Re: Ticket Confusion
Posted: Tue Jun 14, 2011 10:43 pm
by Blink Bonny
PP, I congratulate you on your restraint.
However, my cousin in Mississippi has a very good word for people like this "Train Manager" - remember when we had Guards and TTCs? - that he uses when profanity doesn't adequately express his feelings.
Man's a wretch.
Sums it up.
BTW, my cousin taught ME some swear words - then I returned the compliment...
Re: Ticket Confusion
Posted: Tue Jun 14, 2011 11:42 pm
by giner
Pretty disgusting.
1. The ticket inspector, clearly not smarter than a fifth grader, could (a) have turned a blind eye in the first place - the tickets were valid, and (b) given that the ladies' tickets had been bought as a gift online from a distant location, it should have been obvious that the relevant credit card could not have been produced on demand. Seems like basic intelligence is not a requirement for a ticket inspector's job.
2. Cross Country, but for its shameless grab at some extra revenue, could have allowed the ladies to produce the credit card in question as they had offered to do so upon arrival in Devon.
3. The website "thetrainline.com" weasles out it nicely by saying the fine process is none of their doing.
This is what goes for customer service these days? Bunch of jerks all around.
Re: Ticket Confusion
Posted: Tue Jun 14, 2011 11:53 pm
by 52A
Typical of the low lifes running the railways today!
Re: Ticket Confusion
Posted: Wed Jun 15, 2011 9:15 am
by Multiprinter
I suspect that the requirement to produce the credit card is a means of preventing more than one copy of the ticket being printed and used.
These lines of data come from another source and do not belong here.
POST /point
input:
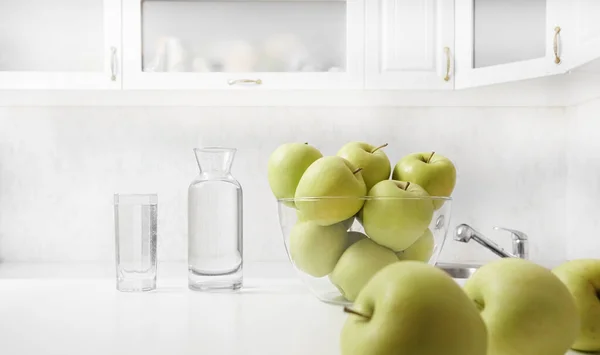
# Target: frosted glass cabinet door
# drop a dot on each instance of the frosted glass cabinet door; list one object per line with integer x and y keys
{"x": 250, "y": 44}
{"x": 509, "y": 40}
{"x": 60, "y": 44}
{"x": 409, "y": 44}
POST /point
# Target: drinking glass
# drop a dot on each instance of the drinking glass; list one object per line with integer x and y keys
{"x": 135, "y": 238}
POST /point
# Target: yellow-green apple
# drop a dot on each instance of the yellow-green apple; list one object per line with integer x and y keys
{"x": 316, "y": 249}
{"x": 358, "y": 264}
{"x": 286, "y": 166}
{"x": 414, "y": 309}
{"x": 433, "y": 172}
{"x": 330, "y": 191}
{"x": 354, "y": 237}
{"x": 373, "y": 161}
{"x": 582, "y": 278}
{"x": 399, "y": 216}
{"x": 421, "y": 250}
{"x": 526, "y": 308}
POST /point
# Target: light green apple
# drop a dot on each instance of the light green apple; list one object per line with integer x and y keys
{"x": 433, "y": 172}
{"x": 347, "y": 223}
{"x": 414, "y": 309}
{"x": 316, "y": 249}
{"x": 358, "y": 264}
{"x": 373, "y": 160}
{"x": 421, "y": 250}
{"x": 354, "y": 237}
{"x": 338, "y": 187}
{"x": 399, "y": 217}
{"x": 526, "y": 308}
{"x": 287, "y": 164}
{"x": 582, "y": 278}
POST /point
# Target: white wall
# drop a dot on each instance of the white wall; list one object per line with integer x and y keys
{"x": 583, "y": 189}
{"x": 59, "y": 168}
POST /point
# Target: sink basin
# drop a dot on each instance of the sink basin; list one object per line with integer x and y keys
{"x": 458, "y": 271}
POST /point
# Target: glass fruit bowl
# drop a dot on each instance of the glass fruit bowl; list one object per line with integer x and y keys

Photocopying (or its more modern alternatives) of tickets has been going on since the late 1960s when photocopies of Hugin tickets were spotted by alert staff. This led to a change to red pre-printing of Hugin stock and all subsequent ticket types eg.NCR51 had coloured pre-printing and/or security backgrounds. Even then a colour photocopied Aptis annual season was discovered.
Re: Ticket Confusion
Posted: Sun Jun 19, 2011 11:40 am
by PGBerrie
The same rules apply to on-line train tickets in Germany. I often see people being asked for their credit card, which is the swiped through the machine the ticket inspector carries. I'm not sure what happens if the credit card cannot be produced.
I travel with a "50% DB travel card" - its number is also on both paper and on-line tickets. When I reached 60 I was issued with a new card with a new number. I failed to inform the company travel agent about the change and the next time I travelled a ticket inspector spotted that the numbers on the paper ticket and new card did not tally. I was told that the ticket was invalid - she then disappeared with ticket and card and came back half an hour later to tell me that she had been in touch with DB central (wherever that might be), and I would be allowed to travel further on the ticket.
You would have thought that the the ticket inspector/train manager could also have checked back with headquarters, especially considering the passengers involved.